Cradicle Explorer

/ research / 2026-02-19-finetuning-open-models-agent-workflows.md
2026-02-19-finetuning-open-models-agent-workflows.md
  1  # Fine-Tuning Open Models for Agent Workflows: A #B4mad Feasibility Study
  2  
  3  **Author:** Roman "Romanov" Research-Rachmaninov  
  4  **Date:** 2026-02-19  
  5  **Bead:** beads-hub-1pq  
  6  
  7  ## Abstract
  8  
  9  This paper investigates the feasibility of fine-tuning open-weight language models — specifically Qwen3 and DeepSeek — for #B4mad's agent-specific workflows: MCP tool calling, beads task coordination, and multi-agent delegation. We evaluate LoRA and QLoRA as parameter-efficient fine-tuning (PEFT) methods suitable for our local RTX 4090 (24GB VRAM) infrastructure. Our conclusion: a #B4mad-tuned agent model is not only feasible but strategically valuable, though the primary challenge is dataset curation rather than compute.
 10  
 11  ## 1. Context: Why This Matters for #B4mad
 12  
 13  #B4mad Industries runs a multi-agent architecture where specialized agents (Brenner, Romanov, PLTops, Lotti, etc.) coordinate via the beads task system, call tools through MCP (Model Context Protocol), and delegate sub-tasks to each other. Today, this runs on commercial frontier models (Claude Opus, GPT-4).

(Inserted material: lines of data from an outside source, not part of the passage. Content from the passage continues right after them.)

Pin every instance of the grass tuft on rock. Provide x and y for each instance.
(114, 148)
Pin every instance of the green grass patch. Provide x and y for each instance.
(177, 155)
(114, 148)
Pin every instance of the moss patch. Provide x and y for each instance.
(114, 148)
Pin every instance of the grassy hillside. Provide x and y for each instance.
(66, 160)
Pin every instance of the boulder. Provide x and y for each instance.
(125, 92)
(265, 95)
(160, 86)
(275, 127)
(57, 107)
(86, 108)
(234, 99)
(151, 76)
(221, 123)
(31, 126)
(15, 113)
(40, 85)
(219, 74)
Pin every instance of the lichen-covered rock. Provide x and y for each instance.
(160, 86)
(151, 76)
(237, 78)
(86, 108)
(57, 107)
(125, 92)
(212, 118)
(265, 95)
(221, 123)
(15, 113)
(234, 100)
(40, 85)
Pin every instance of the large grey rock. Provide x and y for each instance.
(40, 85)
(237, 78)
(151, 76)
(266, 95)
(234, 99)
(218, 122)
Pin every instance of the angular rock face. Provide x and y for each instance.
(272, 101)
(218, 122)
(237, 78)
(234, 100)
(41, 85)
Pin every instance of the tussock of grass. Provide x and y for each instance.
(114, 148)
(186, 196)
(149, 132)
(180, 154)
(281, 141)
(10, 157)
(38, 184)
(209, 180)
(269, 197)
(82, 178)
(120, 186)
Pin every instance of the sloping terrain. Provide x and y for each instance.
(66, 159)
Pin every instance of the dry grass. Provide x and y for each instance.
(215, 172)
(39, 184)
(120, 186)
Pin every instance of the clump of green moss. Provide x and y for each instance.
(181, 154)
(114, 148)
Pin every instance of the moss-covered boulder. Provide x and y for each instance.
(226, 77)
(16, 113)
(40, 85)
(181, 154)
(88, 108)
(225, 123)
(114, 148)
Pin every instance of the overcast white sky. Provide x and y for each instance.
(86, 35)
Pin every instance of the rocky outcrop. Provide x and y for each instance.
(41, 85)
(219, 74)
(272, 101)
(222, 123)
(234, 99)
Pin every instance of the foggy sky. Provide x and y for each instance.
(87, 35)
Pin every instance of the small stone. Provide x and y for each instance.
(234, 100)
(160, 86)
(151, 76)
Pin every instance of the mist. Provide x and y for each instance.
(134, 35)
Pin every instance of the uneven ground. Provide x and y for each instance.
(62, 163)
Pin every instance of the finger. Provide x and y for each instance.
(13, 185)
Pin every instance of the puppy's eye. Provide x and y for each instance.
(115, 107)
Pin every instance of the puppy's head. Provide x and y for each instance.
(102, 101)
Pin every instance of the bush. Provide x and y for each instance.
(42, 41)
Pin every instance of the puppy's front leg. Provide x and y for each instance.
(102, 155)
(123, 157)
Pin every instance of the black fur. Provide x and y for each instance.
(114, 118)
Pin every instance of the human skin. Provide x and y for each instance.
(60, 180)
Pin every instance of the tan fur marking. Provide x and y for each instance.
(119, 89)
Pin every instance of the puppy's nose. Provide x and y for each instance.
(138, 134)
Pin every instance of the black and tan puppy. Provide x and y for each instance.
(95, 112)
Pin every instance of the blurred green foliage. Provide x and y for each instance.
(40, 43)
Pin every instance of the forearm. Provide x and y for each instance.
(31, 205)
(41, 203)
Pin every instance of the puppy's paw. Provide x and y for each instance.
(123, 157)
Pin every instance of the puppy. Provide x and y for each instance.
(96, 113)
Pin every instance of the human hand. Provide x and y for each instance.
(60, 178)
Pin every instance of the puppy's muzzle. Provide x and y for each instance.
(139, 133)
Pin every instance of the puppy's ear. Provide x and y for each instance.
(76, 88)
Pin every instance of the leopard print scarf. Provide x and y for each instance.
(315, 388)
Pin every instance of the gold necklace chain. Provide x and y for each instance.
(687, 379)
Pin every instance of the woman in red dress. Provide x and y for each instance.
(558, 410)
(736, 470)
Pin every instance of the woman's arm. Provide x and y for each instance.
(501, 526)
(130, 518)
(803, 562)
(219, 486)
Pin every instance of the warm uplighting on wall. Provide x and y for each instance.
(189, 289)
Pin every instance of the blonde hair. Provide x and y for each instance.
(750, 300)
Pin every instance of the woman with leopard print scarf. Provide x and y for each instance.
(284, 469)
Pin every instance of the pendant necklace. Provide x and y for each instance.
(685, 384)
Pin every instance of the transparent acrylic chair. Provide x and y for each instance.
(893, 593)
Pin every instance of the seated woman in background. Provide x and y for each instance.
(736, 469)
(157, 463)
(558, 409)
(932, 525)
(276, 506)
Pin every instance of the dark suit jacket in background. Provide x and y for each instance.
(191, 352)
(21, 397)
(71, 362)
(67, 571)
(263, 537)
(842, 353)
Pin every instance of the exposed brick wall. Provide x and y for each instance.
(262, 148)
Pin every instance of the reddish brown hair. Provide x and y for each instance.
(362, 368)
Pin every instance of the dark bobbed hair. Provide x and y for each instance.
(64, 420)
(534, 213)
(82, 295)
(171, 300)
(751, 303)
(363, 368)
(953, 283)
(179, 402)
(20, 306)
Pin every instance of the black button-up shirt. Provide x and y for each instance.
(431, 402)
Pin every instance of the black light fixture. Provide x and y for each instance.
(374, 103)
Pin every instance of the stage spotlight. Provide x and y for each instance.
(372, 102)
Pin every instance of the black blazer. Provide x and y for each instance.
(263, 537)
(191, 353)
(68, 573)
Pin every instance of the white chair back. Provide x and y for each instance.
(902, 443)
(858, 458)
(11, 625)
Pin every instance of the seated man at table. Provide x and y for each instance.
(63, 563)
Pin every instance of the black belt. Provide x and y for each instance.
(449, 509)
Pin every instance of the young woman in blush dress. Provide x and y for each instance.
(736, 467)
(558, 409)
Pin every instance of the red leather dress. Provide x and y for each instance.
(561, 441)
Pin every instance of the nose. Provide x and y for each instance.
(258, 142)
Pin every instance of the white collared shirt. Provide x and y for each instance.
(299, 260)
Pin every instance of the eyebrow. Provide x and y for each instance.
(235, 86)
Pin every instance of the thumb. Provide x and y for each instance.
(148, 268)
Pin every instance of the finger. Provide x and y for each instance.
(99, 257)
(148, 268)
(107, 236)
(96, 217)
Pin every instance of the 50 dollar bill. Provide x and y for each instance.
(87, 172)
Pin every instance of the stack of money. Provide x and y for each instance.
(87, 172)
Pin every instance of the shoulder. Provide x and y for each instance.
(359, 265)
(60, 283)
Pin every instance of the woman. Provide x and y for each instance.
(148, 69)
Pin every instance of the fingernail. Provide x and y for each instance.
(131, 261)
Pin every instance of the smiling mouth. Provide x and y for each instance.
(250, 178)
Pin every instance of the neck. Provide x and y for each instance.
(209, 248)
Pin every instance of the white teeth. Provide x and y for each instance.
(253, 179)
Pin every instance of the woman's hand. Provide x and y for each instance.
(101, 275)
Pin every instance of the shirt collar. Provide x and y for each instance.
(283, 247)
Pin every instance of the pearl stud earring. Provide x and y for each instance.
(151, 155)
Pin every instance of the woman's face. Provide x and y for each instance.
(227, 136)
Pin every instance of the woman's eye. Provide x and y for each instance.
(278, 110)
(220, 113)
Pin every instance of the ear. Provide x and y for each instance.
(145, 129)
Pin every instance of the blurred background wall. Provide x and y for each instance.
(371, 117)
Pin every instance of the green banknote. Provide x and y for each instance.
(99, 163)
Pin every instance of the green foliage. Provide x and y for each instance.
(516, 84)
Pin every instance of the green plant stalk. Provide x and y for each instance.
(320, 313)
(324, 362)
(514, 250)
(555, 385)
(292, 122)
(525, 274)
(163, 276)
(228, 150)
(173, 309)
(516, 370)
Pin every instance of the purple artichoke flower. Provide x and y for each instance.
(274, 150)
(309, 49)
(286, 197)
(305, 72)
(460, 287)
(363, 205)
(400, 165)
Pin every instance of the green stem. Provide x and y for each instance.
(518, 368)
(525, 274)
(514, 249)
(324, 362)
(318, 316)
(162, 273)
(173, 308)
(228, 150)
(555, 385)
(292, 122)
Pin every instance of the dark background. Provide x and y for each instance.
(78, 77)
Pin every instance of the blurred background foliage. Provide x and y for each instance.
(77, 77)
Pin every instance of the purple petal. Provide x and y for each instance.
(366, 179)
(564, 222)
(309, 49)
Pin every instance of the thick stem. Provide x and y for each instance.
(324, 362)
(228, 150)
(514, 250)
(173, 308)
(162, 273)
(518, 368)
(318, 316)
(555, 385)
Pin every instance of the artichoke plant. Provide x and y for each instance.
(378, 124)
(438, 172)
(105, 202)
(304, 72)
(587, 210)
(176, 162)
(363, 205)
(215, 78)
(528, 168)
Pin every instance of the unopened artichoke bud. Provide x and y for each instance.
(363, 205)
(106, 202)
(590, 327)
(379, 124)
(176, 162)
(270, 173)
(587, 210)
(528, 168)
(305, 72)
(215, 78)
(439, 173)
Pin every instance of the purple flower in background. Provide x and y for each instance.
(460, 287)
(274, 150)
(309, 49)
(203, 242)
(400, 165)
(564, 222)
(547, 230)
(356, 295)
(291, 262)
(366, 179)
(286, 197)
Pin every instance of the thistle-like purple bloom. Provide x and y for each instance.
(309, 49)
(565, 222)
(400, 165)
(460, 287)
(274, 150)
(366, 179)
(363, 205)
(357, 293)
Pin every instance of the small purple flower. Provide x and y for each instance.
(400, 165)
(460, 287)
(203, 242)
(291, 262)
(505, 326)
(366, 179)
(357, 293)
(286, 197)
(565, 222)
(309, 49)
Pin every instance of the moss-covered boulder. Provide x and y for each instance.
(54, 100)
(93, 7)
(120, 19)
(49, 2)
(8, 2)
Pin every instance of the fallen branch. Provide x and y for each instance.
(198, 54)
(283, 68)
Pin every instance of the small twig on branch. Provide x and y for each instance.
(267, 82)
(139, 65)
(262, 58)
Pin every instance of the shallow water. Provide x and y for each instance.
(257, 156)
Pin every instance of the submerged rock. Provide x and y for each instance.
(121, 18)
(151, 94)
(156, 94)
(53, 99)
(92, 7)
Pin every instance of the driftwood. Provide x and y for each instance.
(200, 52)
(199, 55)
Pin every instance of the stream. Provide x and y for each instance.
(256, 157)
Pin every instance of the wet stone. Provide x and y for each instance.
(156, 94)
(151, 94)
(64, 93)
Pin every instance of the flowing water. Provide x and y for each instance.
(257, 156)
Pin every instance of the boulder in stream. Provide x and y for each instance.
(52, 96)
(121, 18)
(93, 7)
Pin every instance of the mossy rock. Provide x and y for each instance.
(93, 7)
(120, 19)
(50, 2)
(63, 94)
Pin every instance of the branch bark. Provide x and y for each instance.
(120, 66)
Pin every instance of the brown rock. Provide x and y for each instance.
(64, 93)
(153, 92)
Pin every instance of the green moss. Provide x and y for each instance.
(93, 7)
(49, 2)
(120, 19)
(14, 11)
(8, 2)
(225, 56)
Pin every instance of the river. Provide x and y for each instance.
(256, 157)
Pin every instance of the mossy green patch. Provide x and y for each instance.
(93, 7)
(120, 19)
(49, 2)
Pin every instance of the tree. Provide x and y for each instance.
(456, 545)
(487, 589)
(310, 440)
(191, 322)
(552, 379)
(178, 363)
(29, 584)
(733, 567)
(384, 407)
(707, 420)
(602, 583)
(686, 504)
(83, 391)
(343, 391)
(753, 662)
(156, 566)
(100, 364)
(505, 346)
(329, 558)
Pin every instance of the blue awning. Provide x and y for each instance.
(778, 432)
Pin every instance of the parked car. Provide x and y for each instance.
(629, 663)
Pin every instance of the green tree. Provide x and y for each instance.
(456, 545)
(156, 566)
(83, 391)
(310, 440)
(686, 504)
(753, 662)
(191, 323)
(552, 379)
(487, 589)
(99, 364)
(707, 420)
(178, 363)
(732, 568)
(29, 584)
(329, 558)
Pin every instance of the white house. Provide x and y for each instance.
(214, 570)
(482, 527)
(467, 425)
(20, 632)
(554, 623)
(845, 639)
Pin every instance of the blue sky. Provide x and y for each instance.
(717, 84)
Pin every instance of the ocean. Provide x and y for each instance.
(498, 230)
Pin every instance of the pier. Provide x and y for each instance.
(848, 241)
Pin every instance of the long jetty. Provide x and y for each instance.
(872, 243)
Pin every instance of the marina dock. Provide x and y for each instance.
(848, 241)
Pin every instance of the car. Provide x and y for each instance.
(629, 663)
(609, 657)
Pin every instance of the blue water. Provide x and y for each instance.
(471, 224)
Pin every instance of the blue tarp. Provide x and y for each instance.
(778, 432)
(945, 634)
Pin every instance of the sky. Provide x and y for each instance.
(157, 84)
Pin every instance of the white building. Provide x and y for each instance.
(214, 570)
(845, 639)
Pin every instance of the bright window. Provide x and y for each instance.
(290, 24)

A fine-tuned open model would provide:
 14  
 15  - **Technological sovereignty** — No dependency on API providers for core agent capabilities
 16  - **Cost reduction** — Local inference at ~$0/token vs. $15-75/M tokens for frontier APIs
 17  - **Latency improvement** — Local inference eliminates network round-trips
 18  - **Customization depth** — Models that natively understand #B4mad's tool schemas, bead lifecycle, and delegation patterns
 19  - **Privacy** — Sensitive workflows never leave our infrastructure
 20  
 21  The Lex Fridman podcast (#490, ~32:33) discussion between Sebastian Raschka and Nathan Lambert reinforces that the differentiator in 2026 is no longer model architecture (ideas diffuse rapidly across labs) but rather the *application-specific tuning and deployment* that organizations build on top of open weights.
 22  
 23  ## 2. State of the Art
 24  
 25  ### 2.1 Open Model Landscape (February 2026)
 26  
 27  The open-weight model ecosystem has matured dramatically:
 28  
 29  | Model | Parameters | Architecture | License | Tool Calling | Context |
 30  |-------|-----------|-------------|---------|-------------|---------|
 31  | **Qwen3-30B-A3B** | 30B (3B active) | MoE, 128 experts | Apache 2.0 | Native | 128K |
 32  | **Qwen3-8B** | 8B | Dense | Apache 2.0 | Native | 128K |
 33  | **Qwen3-4B** | 4B | Dense | Apache 2.0 | Native | 32K |
 34  | **DeepSeek-R1** | 671B (37B active) | MoE | MIT | Via fine-tune | 128K |
 35  | **DeepSeek-V3** | 671B (37B active) | MoE | MIT | Native | 128K |
 36  | **Llama 3.3** | 70B | Dense | Llama License | Community | 128K |
 37  
 38  **Qwen3 is our recommended base model family.** The Qwen3-30B-A3B MoE model achieves performance rivaling QwQ-32B with only 3B activated parameters — meaning it runs efficiently on consumer hardware while maintaining strong reasoning. Qwen3-8B and Qwen3-4B are viable for development and testing. All are Apache 2.0 licensed, permitting commercial fine-tuning and deployment.
 39  
 40  ### 2.2 Parameter-Efficient Fine-Tuning (PEFT)
 41  
 42  Full fine-tuning of even an 8B model requires ~60GB+ VRAM (model + gradients + optimizer states in fp16). PEFT methods solve this:
 43  
 44  **LoRA (Low-Rank Adaptation):** Decomposes weight update matrices into low-rank factors. For a weight matrix W ∈ ℝ^(d×k), LoRA learns A ∈ ℝ^(d×r) and B ∈ ℝ^(r×k) where r << min(d,k). Only A and B are trained. Typical rank r=16-64, yielding adapters of 10-100MB vs. multi-GB full models.
 45  
 46  **QLoRA:** Combines 4-bit NormalFloat (NF4) quantization of the base model with LoRA adapters trained in 16-bit. Key innovations:
 47  - 4-bit NF4 quantization (information-theoretically optimal for normal distributions)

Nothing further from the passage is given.